Seminorm estimates and joint ergodicity for pairwise independent Hardy sequences

Abstract: We develop a robust structure theory for multiple ergodic averages of commuting transformations along Hardy sequences of polynomial growth. We then apply it to derive a number of novel results on joint ergodicity, recurrence and convergence. In particular, we prove joint ergodicity for (a) pairwise independent Hardy sequences and weakly mixing transformations, (b) strongly independent Hardy sequences and ergodic transformations, (c) strongly irrationally independent Hardy sequences and totally ergodic transformations. We use these joint ergodicity results to provide new recurrence results for multidimensional patterns along strongly independent Hardy sequences, showing for instance that all subsets of $\mathbb{Z}^2$ of positive upper density contain patterns [ (m_1, m_2),\; (m_1 + \lfloor{n^{3/2}}\rfloor, m_2),\; (m_1, m_2 + \lfloor{n^{3/2} + n^{1/2}}\rfloor).] Last but not least, we positively resolve the joint ergodicity classification problem for pairwise independent Hardy sequences, of which the aforementioned families are special cases. While building on recent technical advances (e.g. PET coefficient tracking schemes and joint ergodicity criteria), our work introduces a number of technical developments of its own.
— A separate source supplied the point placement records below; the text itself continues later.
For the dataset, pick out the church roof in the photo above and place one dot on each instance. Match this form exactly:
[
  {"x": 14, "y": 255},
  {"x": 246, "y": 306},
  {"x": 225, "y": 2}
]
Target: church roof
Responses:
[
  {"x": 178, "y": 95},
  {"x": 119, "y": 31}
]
We construct a suitable generalization of Host-Kra and box seminorms that quantitatively control ergodic averages along Hardy sequences. We subsequently use them to obtain Host-Kra seminorm estimates for averages along all pairwise independent Hardy sequences. Furthermore, we develop an ergodic version of the quantitative concatenation argument that has recently found extensive use in combinatorics, number theory and harmonic analysis. Lastly, we improve simultaneous Taylor approximations for Hardy sequences.